Opinião – Bebidas adoçadas: imposto maior não reduzirá consumo

Se na formulação de políticas públicas não pudermos ser criativos, republicanos e modernos, sejamos ao menos racionais. Escreve Luiz Eduardo Rodrigues de Carvalho.

17/08/2024 06:13

“Ajustes positivos no padrão alimentar precisam vir através da educação, não pela repressão porque é inútil”

Foto: Antonio Costa

A edição mais recente da Pesquisa de Orçamentos Familiares (POF/IBGE) evidencia que elevar tributos ou impor proibições, contra bebidas adoçadas, não performa para reduzir o consumo de açúcar.

Bebidas adoçadas industrializadas serão, imediatamente, substituídas por bebidas adoçadas caseiras ou artesanais.

Isto é factual. Basta examinar como se dá o consumo do ingrediente nas regiões rurais, distantes dos supermercados e padarias.

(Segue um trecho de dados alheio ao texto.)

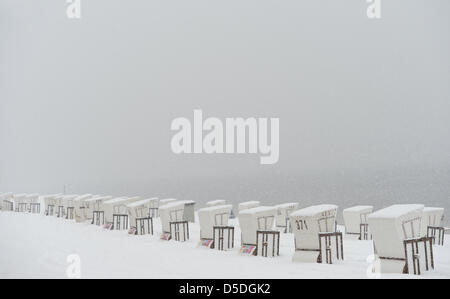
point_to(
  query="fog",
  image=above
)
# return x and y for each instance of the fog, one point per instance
(364, 105)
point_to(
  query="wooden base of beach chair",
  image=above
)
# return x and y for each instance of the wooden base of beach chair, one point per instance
(98, 218)
(70, 213)
(179, 230)
(268, 243)
(331, 246)
(35, 208)
(364, 233)
(60, 211)
(153, 212)
(144, 226)
(9, 206)
(120, 221)
(419, 255)
(432, 231)
(223, 237)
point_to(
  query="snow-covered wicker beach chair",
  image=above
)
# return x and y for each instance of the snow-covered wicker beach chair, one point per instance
(172, 222)
(355, 220)
(80, 213)
(20, 203)
(50, 204)
(154, 208)
(116, 214)
(214, 229)
(248, 205)
(431, 226)
(94, 206)
(59, 212)
(258, 234)
(316, 238)
(69, 205)
(7, 202)
(398, 241)
(34, 205)
(189, 210)
(217, 202)
(141, 223)
(283, 212)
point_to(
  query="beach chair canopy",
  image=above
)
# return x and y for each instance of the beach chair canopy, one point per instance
(213, 216)
(171, 212)
(248, 205)
(217, 202)
(251, 220)
(117, 206)
(431, 217)
(140, 208)
(354, 217)
(283, 212)
(392, 225)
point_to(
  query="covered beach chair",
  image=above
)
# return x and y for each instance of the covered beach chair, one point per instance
(189, 210)
(20, 203)
(258, 234)
(34, 206)
(432, 224)
(7, 202)
(116, 214)
(283, 212)
(50, 204)
(217, 202)
(172, 222)
(398, 240)
(94, 207)
(80, 213)
(153, 207)
(141, 223)
(248, 205)
(355, 220)
(69, 205)
(214, 229)
(316, 238)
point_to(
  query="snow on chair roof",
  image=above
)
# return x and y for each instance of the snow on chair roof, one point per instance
(358, 209)
(314, 211)
(83, 197)
(217, 202)
(166, 200)
(248, 205)
(99, 198)
(6, 195)
(141, 202)
(395, 211)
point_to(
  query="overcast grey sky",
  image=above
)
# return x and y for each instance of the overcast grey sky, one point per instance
(88, 103)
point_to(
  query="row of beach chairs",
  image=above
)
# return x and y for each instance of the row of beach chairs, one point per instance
(403, 235)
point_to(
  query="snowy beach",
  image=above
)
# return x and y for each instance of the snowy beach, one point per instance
(37, 246)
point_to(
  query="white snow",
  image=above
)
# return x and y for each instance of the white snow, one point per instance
(314, 210)
(395, 211)
(37, 246)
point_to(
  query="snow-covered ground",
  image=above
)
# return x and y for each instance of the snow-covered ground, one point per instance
(37, 246)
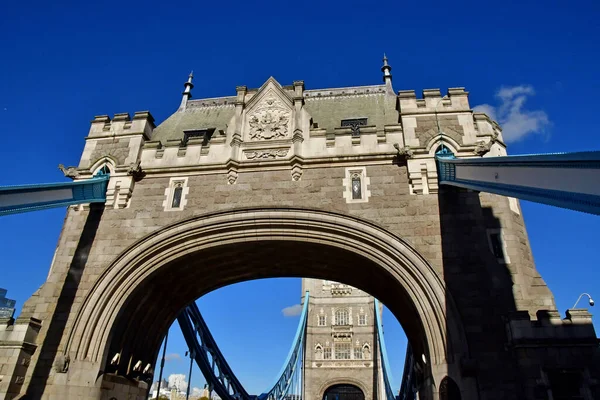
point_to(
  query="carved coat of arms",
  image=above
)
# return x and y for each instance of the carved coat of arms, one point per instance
(269, 121)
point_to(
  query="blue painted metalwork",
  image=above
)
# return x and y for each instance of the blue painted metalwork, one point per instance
(24, 198)
(289, 383)
(219, 375)
(208, 357)
(586, 202)
(389, 393)
(408, 388)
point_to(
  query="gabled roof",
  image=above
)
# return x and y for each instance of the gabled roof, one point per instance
(327, 107)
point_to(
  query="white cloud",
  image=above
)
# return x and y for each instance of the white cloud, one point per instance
(292, 311)
(516, 121)
(172, 357)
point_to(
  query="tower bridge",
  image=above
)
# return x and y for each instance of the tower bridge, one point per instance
(399, 197)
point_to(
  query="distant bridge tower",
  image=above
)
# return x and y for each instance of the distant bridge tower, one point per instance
(341, 357)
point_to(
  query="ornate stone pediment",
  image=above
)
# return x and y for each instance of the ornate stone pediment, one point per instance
(266, 154)
(270, 114)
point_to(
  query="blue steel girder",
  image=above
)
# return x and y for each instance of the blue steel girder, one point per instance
(568, 180)
(293, 363)
(385, 365)
(24, 198)
(209, 358)
(217, 372)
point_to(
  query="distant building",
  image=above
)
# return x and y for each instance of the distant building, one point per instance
(341, 359)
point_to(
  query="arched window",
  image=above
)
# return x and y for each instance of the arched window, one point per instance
(366, 351)
(342, 316)
(318, 352)
(104, 170)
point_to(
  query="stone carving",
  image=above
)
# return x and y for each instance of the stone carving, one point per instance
(70, 172)
(296, 175)
(231, 176)
(135, 170)
(269, 121)
(266, 154)
(61, 363)
(482, 148)
(404, 152)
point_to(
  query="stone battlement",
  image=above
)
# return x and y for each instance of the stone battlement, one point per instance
(457, 99)
(122, 124)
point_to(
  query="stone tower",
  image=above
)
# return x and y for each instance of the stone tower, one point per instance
(341, 342)
(331, 183)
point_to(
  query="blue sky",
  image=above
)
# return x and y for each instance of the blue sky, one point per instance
(534, 66)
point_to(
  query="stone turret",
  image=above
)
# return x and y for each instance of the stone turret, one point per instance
(187, 92)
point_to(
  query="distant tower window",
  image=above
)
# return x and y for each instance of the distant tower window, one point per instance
(322, 320)
(177, 192)
(358, 353)
(354, 125)
(342, 351)
(356, 187)
(497, 245)
(362, 319)
(342, 317)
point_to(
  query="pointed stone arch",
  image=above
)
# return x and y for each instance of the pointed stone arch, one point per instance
(222, 248)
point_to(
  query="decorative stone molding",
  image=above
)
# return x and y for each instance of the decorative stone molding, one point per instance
(232, 176)
(135, 170)
(176, 194)
(482, 147)
(61, 363)
(356, 185)
(70, 172)
(266, 154)
(269, 120)
(404, 152)
(296, 172)
(422, 176)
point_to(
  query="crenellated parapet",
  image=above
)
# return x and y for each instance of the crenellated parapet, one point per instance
(114, 146)
(550, 350)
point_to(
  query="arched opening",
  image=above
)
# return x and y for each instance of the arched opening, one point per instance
(141, 293)
(449, 390)
(343, 392)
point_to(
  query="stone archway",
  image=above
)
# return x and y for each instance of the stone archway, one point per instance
(343, 392)
(140, 294)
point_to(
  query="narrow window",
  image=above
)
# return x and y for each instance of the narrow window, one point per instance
(354, 125)
(342, 317)
(356, 187)
(342, 351)
(358, 353)
(496, 241)
(362, 319)
(177, 192)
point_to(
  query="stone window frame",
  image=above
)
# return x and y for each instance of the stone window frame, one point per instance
(170, 192)
(342, 348)
(321, 320)
(365, 181)
(490, 232)
(342, 314)
(358, 352)
(362, 319)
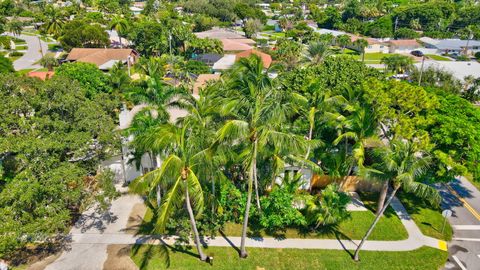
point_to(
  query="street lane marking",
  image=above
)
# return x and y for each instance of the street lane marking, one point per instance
(442, 245)
(465, 204)
(466, 227)
(466, 239)
(459, 262)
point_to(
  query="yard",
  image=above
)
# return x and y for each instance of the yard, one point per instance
(388, 228)
(430, 221)
(227, 258)
(438, 57)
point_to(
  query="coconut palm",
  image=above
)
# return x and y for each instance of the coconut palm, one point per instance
(317, 51)
(402, 163)
(178, 172)
(256, 111)
(15, 27)
(119, 24)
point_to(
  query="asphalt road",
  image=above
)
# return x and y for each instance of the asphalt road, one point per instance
(464, 200)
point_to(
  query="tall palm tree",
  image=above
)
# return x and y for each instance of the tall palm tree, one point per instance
(361, 44)
(402, 163)
(255, 110)
(317, 52)
(119, 24)
(178, 172)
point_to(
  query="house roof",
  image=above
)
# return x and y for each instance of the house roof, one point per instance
(266, 58)
(202, 80)
(404, 43)
(459, 69)
(219, 33)
(225, 62)
(42, 75)
(99, 56)
(234, 45)
(371, 41)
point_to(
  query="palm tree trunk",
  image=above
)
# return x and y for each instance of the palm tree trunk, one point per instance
(203, 257)
(255, 180)
(377, 218)
(159, 195)
(243, 251)
(382, 197)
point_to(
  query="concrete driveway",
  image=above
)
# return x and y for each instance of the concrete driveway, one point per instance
(33, 54)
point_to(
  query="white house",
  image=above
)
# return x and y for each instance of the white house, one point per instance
(403, 45)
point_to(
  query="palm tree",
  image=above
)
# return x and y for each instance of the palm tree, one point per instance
(256, 110)
(119, 24)
(361, 44)
(15, 27)
(178, 172)
(402, 163)
(317, 52)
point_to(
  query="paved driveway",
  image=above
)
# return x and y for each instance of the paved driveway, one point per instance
(33, 54)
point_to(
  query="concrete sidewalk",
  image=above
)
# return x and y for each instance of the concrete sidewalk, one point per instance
(93, 233)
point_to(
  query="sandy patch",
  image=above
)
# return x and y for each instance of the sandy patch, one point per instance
(41, 265)
(118, 258)
(135, 218)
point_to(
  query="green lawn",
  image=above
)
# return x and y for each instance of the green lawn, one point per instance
(150, 257)
(428, 219)
(388, 228)
(21, 47)
(438, 57)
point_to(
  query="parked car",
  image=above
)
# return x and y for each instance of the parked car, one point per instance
(417, 53)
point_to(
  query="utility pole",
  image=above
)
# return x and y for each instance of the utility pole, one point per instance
(421, 71)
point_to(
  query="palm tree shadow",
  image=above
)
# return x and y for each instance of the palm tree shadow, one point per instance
(229, 241)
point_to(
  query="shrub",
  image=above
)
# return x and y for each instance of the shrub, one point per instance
(329, 208)
(278, 211)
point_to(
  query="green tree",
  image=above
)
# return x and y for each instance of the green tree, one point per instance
(178, 172)
(403, 164)
(48, 61)
(253, 105)
(6, 66)
(120, 25)
(343, 41)
(88, 75)
(361, 44)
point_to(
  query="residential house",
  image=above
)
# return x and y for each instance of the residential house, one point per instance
(374, 45)
(103, 58)
(448, 46)
(403, 45)
(266, 58)
(42, 75)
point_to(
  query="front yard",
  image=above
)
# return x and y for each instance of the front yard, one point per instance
(227, 258)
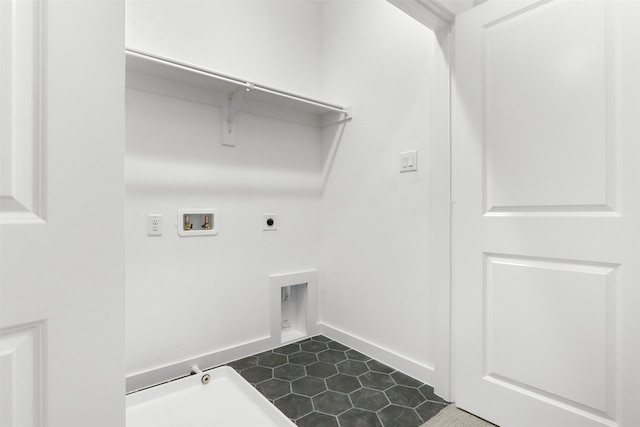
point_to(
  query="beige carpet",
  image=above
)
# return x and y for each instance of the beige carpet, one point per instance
(451, 416)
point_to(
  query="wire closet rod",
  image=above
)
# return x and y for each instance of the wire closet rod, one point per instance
(233, 80)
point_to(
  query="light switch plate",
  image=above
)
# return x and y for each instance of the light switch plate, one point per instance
(154, 225)
(409, 161)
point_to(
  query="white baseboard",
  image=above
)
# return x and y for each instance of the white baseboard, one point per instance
(410, 367)
(140, 380)
(166, 373)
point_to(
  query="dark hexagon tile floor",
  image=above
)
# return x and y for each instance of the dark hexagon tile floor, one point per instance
(319, 382)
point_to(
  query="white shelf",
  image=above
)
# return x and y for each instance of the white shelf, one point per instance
(171, 69)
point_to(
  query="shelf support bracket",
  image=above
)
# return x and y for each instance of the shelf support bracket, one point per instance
(229, 116)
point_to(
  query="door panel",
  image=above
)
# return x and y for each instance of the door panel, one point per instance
(545, 231)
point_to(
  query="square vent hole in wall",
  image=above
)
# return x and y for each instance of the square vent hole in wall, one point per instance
(293, 308)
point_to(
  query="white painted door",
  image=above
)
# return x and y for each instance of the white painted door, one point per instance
(546, 189)
(62, 213)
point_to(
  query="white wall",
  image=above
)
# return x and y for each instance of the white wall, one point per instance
(273, 42)
(374, 282)
(194, 296)
(68, 271)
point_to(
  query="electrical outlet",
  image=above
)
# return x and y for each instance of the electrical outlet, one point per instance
(154, 225)
(269, 222)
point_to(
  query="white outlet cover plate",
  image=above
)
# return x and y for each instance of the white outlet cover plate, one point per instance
(265, 218)
(409, 161)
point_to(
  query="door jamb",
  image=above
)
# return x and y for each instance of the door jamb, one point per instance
(437, 17)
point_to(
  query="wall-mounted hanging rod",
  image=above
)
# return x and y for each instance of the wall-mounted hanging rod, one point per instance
(235, 81)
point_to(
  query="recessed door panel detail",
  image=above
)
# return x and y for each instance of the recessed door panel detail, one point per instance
(21, 371)
(549, 328)
(547, 128)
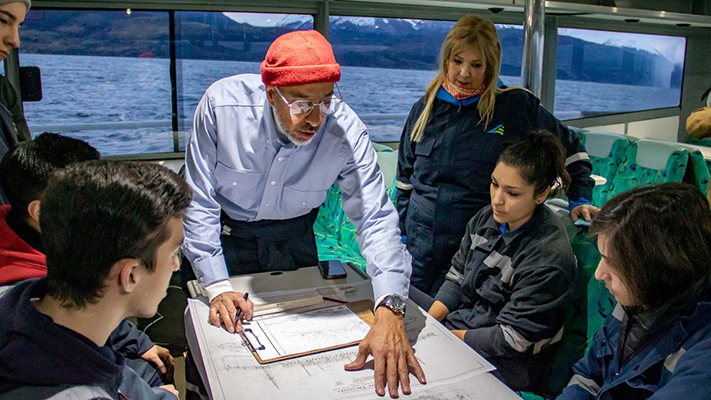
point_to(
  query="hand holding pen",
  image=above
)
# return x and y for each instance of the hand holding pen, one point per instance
(229, 308)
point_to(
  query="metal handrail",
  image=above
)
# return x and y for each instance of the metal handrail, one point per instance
(118, 125)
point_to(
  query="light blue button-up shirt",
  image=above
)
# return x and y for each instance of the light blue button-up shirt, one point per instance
(238, 162)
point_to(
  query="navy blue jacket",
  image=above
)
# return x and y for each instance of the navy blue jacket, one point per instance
(512, 293)
(450, 168)
(39, 358)
(675, 364)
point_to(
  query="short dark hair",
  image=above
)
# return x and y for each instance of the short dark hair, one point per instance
(97, 213)
(659, 240)
(25, 169)
(540, 159)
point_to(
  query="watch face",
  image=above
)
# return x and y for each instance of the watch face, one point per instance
(396, 303)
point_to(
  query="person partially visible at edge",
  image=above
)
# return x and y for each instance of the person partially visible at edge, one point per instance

Biscoitos industrializados têm participação relativa maior na ingestão calórica nas cidades. Bebidas lácteas, bolos, tortas e chocolates são consumidos em dobro; o consumo de sorvetes é cinco vezes maior no ambiente urbano.

Já se examinarmos o açúcar enquanto ingrediente culinário, que surpresa, o consumo na área rural é 40% maior.

Ora, se atingidos pela mega tributação, consumidores com acesso reprimido aos industrializados terminarão com a mesma ingestão de açúcar, porém a partir de bebidas e sobremesas caseiras. Ficará um açúcar pelo outro.

Na ausência do néctar em caixinha e refrigerantes em latinhas, veremos jarras de limonada, cajuína, aluá de abacaxi, laranjada, gengibirra, mate gelado, sucos de caju, goiaba, manga, copões de açaí saturados de lipídeos, bebidas sempre contendo açúcar.

Beber água de coco, industrializada ou não, tampouco refresca o problema, pois 6% do açúcar sempre estará presente. Ou seja, a água de coco contém mais açúcar que muitos dos pós para refresco e refrigerantes.

Sim, os refrigerantes precisam ser desaconselhados. A redução de açúcar precisa ser recomendada. Mas não proibir, super tributar ou multar – essas soluções fáceis frustrarão todas as expectativas.

A redução do consumo de açúcar, convenha-se, já está espontaneamente em curso, resultado de transformações culturais autônomas, pela via da educação, sem nutrifascismo, opressão ou castigos financeiros sobre os mais pobres.

A transformação tem de vir, e virá, por iniciativa espontânea do próprio público: e já está em curso.

Medidas e políticas de governo prosseguirão inúteis e dolorosas, se repressivas, preconceituosas e preguiçosas, se nesse retrógrado e obsoleto formato de tributação seletiva, de multas, proibições ou repressões ao consumo e se por meio de terrorismo nutricional ou de guias ministeriais burocráticos, prolixos, com surreais recomendações de cardápios longe do alcance financeiro do brasileiro.

Se na formulação de políticas públicas não pudermos ser criativos, republicanos e modernos, sejamos ao menos racionais e usemos a POF de forma intelectualmente honesta, sem oportunismos tributários, ativismos patrocinados, proselitismo pseudo acadêmico, e sem abraçarmos conclusões simplórias ou miseravelmente ideológicas.

 

 

 

Por Luiz Eduardo Rodrigues de Carvalho é formado em engenharia de alimentos, mestre em tecnologia de alimentos, doutor em saúde pública e trabalha como professor adjunto.